Male infertility has several causes:
- Hormonal problems
- Genetic disorder or chromosome defects
- Problems with the testicles and sperm production
- Difficulties with erection or ejaculation
- Some medications
The tests and treatments vary depending on the cause of infertility.
Your doctor will do an examination and tests to evaluate the possible cause of male infertility.
The medical history is a conversation with your doctor. The doctor will try to determine whether any lifestyle factors could affect your fertility. The interview will focus on different known causes:
- Thyroid disease
- Erectile dysfunction
- Occupational or behavioural hazards such as working with pesticides
- Exposure to extreme heat
- Current smoking or exposure to smoke during pregnancy
- The use of cannabis and alcohol, steroids, opioids, or androgens
- Prior surgery in the genital region
- Trauma in the genital area
- Descent of the testicles at birth/ in childhood
Some medications can also affect male fertility:
- Heart conditions: non selective beta blockers, thiazides, calcium channel blockers, digitalis, antiarrhytmics
- Antidepressants: tricyclic antidepressants, selective serotonin reuptake inhibitors (SSRI)
- Hormonal therapy: antiandrogens
- Painkillers and antipyretics: Nonsteroidal anti-inflammatory drugs (NSAIDs
- Antiepilectics and neuroleptics
Causes and treatment
In most cases of male infertility, either the semen is unable to reach the egg (obstructive) or the semen quality is poor (non-obstructive). The most common causes of male infertility and their treatments are discussed.
Obstructive causes of male infertility
The path of the sperm cells can be obstructed in several places:
- In the testicles, where sperm cells are produced
- In the epididymis, the tube that carries sperm from the testicle to the vas deferens
- In the vas deferens, the tube that transports sperm to the prostate and posterior urethra
The most common causes of obstruction are infections (for example, gonorrhea, chlamydia, prostatitis, tuberculosis), birth defects (congenital disorders), or trauma to the genitalia.

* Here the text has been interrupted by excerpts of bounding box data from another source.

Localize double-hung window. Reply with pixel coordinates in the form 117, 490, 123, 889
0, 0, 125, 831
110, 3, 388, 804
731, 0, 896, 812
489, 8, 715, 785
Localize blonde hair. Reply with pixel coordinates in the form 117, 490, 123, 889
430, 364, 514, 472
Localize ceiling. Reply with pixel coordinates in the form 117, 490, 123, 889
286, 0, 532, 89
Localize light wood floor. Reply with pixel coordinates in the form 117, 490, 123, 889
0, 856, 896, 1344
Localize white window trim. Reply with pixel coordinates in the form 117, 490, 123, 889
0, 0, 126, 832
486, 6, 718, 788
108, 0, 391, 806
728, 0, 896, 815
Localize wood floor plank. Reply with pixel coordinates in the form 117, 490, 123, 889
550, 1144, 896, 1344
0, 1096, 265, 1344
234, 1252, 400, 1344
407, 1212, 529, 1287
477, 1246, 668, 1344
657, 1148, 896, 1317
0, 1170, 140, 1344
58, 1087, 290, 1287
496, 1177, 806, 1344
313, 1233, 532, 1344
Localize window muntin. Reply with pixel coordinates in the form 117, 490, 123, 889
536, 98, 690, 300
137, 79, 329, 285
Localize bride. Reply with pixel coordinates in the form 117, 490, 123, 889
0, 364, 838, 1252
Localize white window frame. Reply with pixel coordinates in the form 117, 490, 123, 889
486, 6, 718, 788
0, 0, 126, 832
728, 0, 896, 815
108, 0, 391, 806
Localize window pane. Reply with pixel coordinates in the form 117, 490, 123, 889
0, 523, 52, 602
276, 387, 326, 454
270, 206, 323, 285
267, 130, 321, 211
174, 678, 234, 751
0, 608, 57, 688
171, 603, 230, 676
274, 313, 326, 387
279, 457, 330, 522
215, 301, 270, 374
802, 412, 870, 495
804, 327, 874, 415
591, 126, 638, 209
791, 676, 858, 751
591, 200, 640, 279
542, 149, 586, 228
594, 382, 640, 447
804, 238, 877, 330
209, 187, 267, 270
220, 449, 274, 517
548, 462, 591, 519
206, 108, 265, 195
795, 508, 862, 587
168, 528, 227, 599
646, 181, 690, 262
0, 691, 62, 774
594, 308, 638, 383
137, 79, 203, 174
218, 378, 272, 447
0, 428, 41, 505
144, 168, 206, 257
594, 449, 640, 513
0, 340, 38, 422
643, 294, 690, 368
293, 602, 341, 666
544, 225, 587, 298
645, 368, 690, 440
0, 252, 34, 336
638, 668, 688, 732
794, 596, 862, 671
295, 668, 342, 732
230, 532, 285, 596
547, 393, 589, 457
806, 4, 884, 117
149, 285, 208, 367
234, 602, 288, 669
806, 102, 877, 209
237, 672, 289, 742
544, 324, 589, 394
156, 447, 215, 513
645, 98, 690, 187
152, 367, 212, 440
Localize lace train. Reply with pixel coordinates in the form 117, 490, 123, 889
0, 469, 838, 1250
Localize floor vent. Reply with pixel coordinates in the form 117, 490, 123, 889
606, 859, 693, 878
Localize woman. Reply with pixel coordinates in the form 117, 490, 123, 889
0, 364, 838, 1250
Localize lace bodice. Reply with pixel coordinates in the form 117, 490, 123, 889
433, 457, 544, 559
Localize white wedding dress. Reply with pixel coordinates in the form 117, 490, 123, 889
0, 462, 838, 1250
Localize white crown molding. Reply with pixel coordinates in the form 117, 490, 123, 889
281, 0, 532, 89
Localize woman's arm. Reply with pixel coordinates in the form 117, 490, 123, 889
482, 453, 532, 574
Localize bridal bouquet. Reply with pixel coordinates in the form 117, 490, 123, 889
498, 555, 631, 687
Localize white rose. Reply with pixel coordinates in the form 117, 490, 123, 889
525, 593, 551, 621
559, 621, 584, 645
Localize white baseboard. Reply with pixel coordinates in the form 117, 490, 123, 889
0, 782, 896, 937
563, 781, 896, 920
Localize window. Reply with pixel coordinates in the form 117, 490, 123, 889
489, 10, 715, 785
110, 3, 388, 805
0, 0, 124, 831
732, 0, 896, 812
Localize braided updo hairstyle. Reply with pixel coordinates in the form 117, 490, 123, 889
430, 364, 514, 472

Treatment depends on the amount of obstruction. Semen can be collected by biopsy from the testicle or the epididymis. Surgery on the vas deferens can reestablish the pathway.
Nonobstructive causes of male infertility
Abnormal sexual chromosomes can cause low levels of testosterone. Klinefelter syndrome is the most common sexual chromosome abnormality. In some patients, this condition can cause characteristic features like long limbs, small firm testicles, and female-type hair distribution.
The treatment for this kind of infertility is to collect sperm cells directly from the testicle if possible (TESE). Sperm cells will be functional in less than half of men with Klinefelter syndrome.
Low levels of sexual hormones affect male fertility. For example, Kallmann syndrome causes low levels of sexual hormones. Men with this syndrome often have low muscle mass, fatigue, infertility, erectile dysfunction, hot flashes, and enlarged breasts.
The treatment is to supplement male hormones using injections that can restore spermatogenesis completely (hormone therapy).
In addition, an increase in general health—for example, losing weight, stopping smoking, adjusting diet, and exercising regularly—may improve fertility.